Results & Analysis
Understand experiment outcomes with statistical analysis and AI-powered insights.
How Results Are Computed
When an experiment is running, the platform automatically analyzes its data at regular intervals. It compares how users in each variation are behaving and determines whether the differences are meaningful or just due to random chance.
The platform supports two approaches to statistical analysis. You can choose either one when setting up your experiment:
| Approach | What It Tells You | When to Use It |
|---|---|---|
| Frequentist | Answers the question: "If there were truly no difference between variations, how unlikely is it that we would see results this extreme?" A high confidence level (e.g., 95%) means it is very unlikely the difference is due to chance. | The default and most widely used approach. Best when you want a clear yes-or-no answer about whether a difference exists. |
| Bayesian | Answers the question: "Given the data we have observed, what is the probability that each variation is the best?" It also tells you the expected cost of choosing the wrong variation. | Useful when you want a more intuitive probability statement ("Variation B has a 92% chance of being better") or when you have prior knowledge about expected performance. |
Both approaches are valid and will generally lead to the same conclusions. The Bayesian method can be easier to communicate to stakeholders because its output — a probability of being best — is more intuitive than a confidence level.
Key Metrics
For each variation in your experiment, the platform computes and displays the following metrics:
| Metric | What It Means |
|---|---|
| Impressions | The number of users who were assigned to this variation and exposed to the experience. |
| Conversions | The number of users in this variation who completed the goal action (for unique conversion goals) or the total number of goal events (for event count goals). |
| Conversion Rate | The percentage of users who converted, or the average number of events per user — depending on the goal type. |
| Lift Over Control | How much better (or worse) this variation is compared to the control, expressed as a percentage. For example, "+12% lift" means the variation's conversion rate is 12% higher than the control's. |
| Confidence Level | How confident the analysis is that the observed difference is real and not due to random chance. Typically, 95% or higher is considered statistically significant. |
What "Statistical Significance" Means in Practice
When results are "statistically significant," it means the platform has enough evidence to conclude that the difference between variations is real — not just noise in the data. Specifically, at a 95% confidence level, there is only a 5% chance that you would see a difference this large if the variations were actually the same.
This matters because with small sample sizes, you will often see apparent differences that are actually just random variation. Statistical significance protects you from making decisions based on these false signals.
CUPED — Faster, More Precise Results
CUPED (Controlled Experiment Using Pre-Experiment Data) is a technique that uses data about how users behaved before the experiment to produce more precise results. The basic idea is straightforward: if you know a user's baseline behavior, you can better isolate the effect of the experiment from natural variation between users.
In practice, CUPED typically reduces the required sample size by 30-50%, meaning your experiments reach conclusive results faster without sacrificing statistical rigor.

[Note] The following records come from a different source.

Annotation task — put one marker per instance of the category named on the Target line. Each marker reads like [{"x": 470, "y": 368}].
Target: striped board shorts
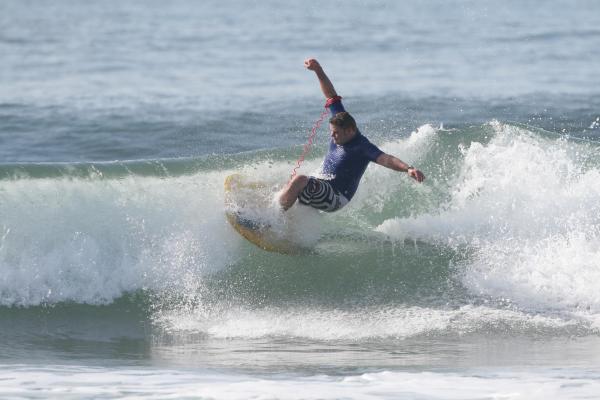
[{"x": 321, "y": 195}]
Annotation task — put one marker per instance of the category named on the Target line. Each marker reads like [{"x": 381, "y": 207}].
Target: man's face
[{"x": 341, "y": 135}]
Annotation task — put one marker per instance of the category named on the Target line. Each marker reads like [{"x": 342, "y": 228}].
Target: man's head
[{"x": 342, "y": 127}]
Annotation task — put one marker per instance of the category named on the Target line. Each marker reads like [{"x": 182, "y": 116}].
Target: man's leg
[{"x": 290, "y": 194}]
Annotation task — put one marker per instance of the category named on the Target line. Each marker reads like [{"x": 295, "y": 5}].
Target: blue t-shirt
[{"x": 345, "y": 164}]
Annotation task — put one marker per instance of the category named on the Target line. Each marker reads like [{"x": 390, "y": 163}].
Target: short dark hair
[{"x": 343, "y": 120}]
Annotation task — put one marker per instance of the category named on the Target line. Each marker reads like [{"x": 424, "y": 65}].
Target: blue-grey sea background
[{"x": 120, "y": 277}]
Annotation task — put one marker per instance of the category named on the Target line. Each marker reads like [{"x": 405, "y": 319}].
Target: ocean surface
[{"x": 121, "y": 278}]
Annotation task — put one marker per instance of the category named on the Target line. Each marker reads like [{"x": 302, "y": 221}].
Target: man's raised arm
[{"x": 326, "y": 85}]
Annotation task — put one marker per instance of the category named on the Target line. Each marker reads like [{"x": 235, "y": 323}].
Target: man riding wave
[{"x": 349, "y": 154}]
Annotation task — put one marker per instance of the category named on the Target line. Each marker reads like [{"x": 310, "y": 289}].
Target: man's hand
[
  {"x": 416, "y": 174},
  {"x": 312, "y": 64}
]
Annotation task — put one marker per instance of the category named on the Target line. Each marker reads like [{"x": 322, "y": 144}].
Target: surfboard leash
[{"x": 312, "y": 135}]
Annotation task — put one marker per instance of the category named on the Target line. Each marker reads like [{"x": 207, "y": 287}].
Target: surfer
[{"x": 346, "y": 161}]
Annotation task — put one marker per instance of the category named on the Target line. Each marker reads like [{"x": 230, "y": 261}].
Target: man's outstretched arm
[
  {"x": 326, "y": 85},
  {"x": 396, "y": 164}
]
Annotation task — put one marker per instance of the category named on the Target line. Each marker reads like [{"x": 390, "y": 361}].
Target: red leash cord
[
  {"x": 309, "y": 143},
  {"x": 313, "y": 133}
]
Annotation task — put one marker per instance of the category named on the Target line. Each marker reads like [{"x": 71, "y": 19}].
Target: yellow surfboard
[{"x": 249, "y": 211}]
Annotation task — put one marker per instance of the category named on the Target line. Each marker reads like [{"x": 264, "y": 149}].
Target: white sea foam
[
  {"x": 528, "y": 208},
  {"x": 74, "y": 382},
  {"x": 363, "y": 323},
  {"x": 91, "y": 240}
]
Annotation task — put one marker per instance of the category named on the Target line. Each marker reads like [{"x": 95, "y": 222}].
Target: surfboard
[{"x": 249, "y": 210}]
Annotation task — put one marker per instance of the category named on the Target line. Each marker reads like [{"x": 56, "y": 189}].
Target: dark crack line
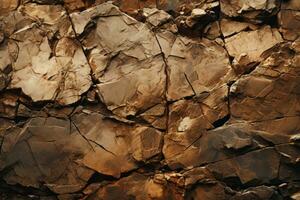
[
  {"x": 78, "y": 130},
  {"x": 166, "y": 70},
  {"x": 189, "y": 83},
  {"x": 102, "y": 147}
]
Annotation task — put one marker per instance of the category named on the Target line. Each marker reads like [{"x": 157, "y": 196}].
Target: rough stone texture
[{"x": 149, "y": 99}]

This is especially valuable for teams that want to run experiments quickly or have limited traffic.
CUPED works best when the metric you are measuring has high natural variation between users and when users have a stable pattern of behavior before the experiment. It is configured on a per-goal basis and uses a lookback window (typically 14 days) to gather the pre-experiment baseline.
Analysis Reports
Each time the analysis runs, it produces a report that summarizes the current state of the experiment and provides an actionable recommendation:
| Recommendation | What It Means |
|---|---|
| Ship | The treatment variation is winning with sufficient statistical confidence. You can proceed with rolling it out to all users. |
| Keep Running | There is not yet enough data to make a confident decision. The experiment needs more time to collect additional observations. |
| Inconclusive | The experiment has run for a sufficient period but no meaningful difference has been detected. The variations appear to perform similarly. |
| Halt | The treatment variation is underperforming the control, or a guardrail metric has regressed. Consider stopping the experiment. |
These recommendations also drive the rollout policy controller — adaptive rollouts advance on "Ship," hold on "Keep Running" or "Inconclusive," and halt on "Halt."
AI Insights
When enabled, the platform generates AI-powered commentary on your experiment results. These insights are designed to surface patterns you might miss and provide actionable suggestions:
- Hypothesis Assessment — Evaluates your original hypothesis against the actual results. Did the data support your prediction, and if not, what might explain the difference?
- Cross-Goal Patterns — Identifies relationships between multiple goals. For example: "The treatment increases signup rate but reduces 7-day retention, suggesting lower-quality signups."
- Follow-Up Experiments — Suggests next steps based on the results. If a variation showed promise in one area, the AI might suggest testing it more broadly or refining it further.
- Sample Ratio Mismatch Debugging — If the observed traffic split differs significantly from the expected split (a warning sign that something is wrong with the experiment setup), the AI provides hypotheses about the cause, such as bot traffic, redirect issues, or caching problems.
When to Trust Results
Not all experiment results are equally trustworthy. Before acting on results, check for these conditions:
- Sufficient sample size: Has the experiment reached its target sample size? Results from small samples are unstable and may change as more data comes in.
- Adequate runtime: Has the experiment run long enough to capture a full business cycle? Experiments that only run on weekdays may miss weekend behavior patterns, and vice versa. A minimum of one to two weeks is recommended for most experiments.
- No sample ratio mismatch: Is the actual traffic split close to the expected split? If you configured a 50/50 split but observe 60/40, something may be wrong with the experiment setup. The platform will warn you if a significant mismatch is detected.
- Consistent results over time: Have the results stabilized, or are they fluctuating significantly between analysis runs? Stable results are more trustworthy than results that swing back and forth.